Parmi les dystrophies pseudotumorales, certaines doivent être connues car elles posent des problèmes

Les tumeurs malignes :

Les sarcomes osseux les plus fréquents sont l'ostéosarcome, le chondrosarcome, le sarcome d'Ewing, le fibrosarcome et l'histiocytofibrome malin.
Certaines tumeurs sont évoquées dans des localisations particulières (chordome, adamantinome).
D'autres sarcomes osseux sont beaucoup plus rares : sarcome à cellules géantes, angiosarcome, léiomyosarcome, liposarcome, rhabdomyosarcome osseux ...

Les sarcomes osseux sont souvent hétérogènes, ce qui ne facilite pas leur diagnostic précis.
L'ostéosarcome se définit comme étant une tumeur qui sécrète de l'os. Tout sarcome secrétant de l'os est un ostéosarcome même si plus de 90 % de sa masse est représentée par un contingent cartilagineux (ostéosarcome chondroblastique particulièrement fréquent dans les tumeurs iliaques).

  1. Lorsqu'un sarcome osseux comporte de nombreux éléments chondroides, et qu'il ne fabrique pas d'os, il s'agit d'un chondrosarcome.
  2. Lorsqu'un sarcome ne comporte pas d'élément ostéoblastique ni d'élément chondroide, et qu'il existe un tissu fibreux tumoral abondant, il s'agit d'un fibrosarcome.

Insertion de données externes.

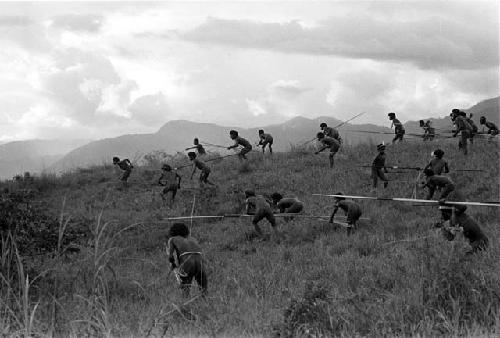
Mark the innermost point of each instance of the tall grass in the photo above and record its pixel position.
(395, 276)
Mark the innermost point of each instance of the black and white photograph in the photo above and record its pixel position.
(250, 168)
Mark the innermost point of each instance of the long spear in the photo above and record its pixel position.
(415, 168)
(209, 160)
(245, 215)
(397, 199)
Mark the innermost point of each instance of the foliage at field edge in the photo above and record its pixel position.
(83, 255)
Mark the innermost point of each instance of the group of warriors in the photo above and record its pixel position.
(185, 254)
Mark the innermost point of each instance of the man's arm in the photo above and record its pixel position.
(171, 251)
(333, 213)
(194, 169)
(321, 149)
(431, 191)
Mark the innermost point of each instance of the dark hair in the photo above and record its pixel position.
(438, 153)
(249, 193)
(276, 196)
(460, 209)
(428, 172)
(178, 229)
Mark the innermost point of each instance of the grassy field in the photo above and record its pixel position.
(395, 276)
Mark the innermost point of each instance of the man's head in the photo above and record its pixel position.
(438, 153)
(276, 197)
(249, 193)
(178, 229)
(446, 212)
(460, 209)
(428, 172)
(233, 134)
(339, 198)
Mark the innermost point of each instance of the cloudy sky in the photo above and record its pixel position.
(95, 70)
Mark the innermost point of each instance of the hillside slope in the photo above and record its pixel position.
(489, 108)
(395, 276)
(177, 135)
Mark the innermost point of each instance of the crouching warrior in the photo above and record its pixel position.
(185, 259)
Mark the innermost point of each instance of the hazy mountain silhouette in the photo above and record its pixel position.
(174, 136)
(489, 108)
(33, 155)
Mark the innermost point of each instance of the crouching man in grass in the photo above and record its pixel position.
(126, 166)
(455, 220)
(171, 180)
(352, 210)
(184, 255)
(287, 205)
(258, 206)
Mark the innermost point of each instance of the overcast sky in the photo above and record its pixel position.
(95, 70)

Cette nomenclature hiérarchique arbitraire des différents composants de l'os a le mérite de souligner la valeur pronostique très différente de chacun d'entre eux. Schématiquement, l'ostéosarcome prédispose aux métastases (essentiellement pulmonaires), le chondrosarcome aux récidives locales.

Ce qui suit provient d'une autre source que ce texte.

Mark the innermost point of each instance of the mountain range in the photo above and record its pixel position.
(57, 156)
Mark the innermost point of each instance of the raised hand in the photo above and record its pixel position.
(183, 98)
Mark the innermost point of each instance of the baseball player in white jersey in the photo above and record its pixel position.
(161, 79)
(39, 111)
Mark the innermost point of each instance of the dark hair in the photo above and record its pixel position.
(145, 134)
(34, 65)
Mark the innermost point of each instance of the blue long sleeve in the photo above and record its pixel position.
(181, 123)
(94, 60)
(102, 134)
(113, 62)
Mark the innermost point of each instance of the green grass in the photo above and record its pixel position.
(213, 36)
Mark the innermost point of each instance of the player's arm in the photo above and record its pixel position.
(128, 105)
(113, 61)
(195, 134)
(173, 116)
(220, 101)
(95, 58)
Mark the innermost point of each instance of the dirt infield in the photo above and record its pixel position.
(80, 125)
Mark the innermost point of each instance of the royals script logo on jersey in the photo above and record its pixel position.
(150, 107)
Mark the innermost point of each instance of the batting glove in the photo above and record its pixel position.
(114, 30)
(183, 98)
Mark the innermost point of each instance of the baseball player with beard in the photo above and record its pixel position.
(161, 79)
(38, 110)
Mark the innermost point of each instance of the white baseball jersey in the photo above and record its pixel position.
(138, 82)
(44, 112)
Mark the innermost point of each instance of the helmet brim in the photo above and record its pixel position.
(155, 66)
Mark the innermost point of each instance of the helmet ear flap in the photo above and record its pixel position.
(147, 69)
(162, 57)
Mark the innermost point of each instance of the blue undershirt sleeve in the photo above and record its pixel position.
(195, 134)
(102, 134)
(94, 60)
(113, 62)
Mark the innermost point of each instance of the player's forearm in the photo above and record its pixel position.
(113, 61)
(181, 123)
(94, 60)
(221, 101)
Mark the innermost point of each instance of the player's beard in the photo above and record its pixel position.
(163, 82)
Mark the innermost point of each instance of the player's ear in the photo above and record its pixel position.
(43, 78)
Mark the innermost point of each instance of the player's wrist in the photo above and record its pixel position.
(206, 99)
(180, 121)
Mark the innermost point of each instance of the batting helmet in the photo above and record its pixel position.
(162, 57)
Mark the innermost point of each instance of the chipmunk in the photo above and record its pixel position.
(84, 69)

Les sarcomes des parties molles les plus fréquents sont les liposarcomes, les histiocytofibromes malins, les synovialosarcomes et les rhabdomyosarcomes, qu'il s'agisse des rhabdomyosarcomes de l'enfant (habituellement embryonnaires) ou des rhabdomyosarcomes de l'adulte.

La distinction entre les différents types de sarcomes des parties molles est souvent difficile et a beaucoup bénéficié de l'emploi systématique de marqueurs cellulaires. Cependant la relecture systématique des préparations histologiques de malades biopsiés dans d'autres centres, révèlent des surprises dans plus de 25 % des cas.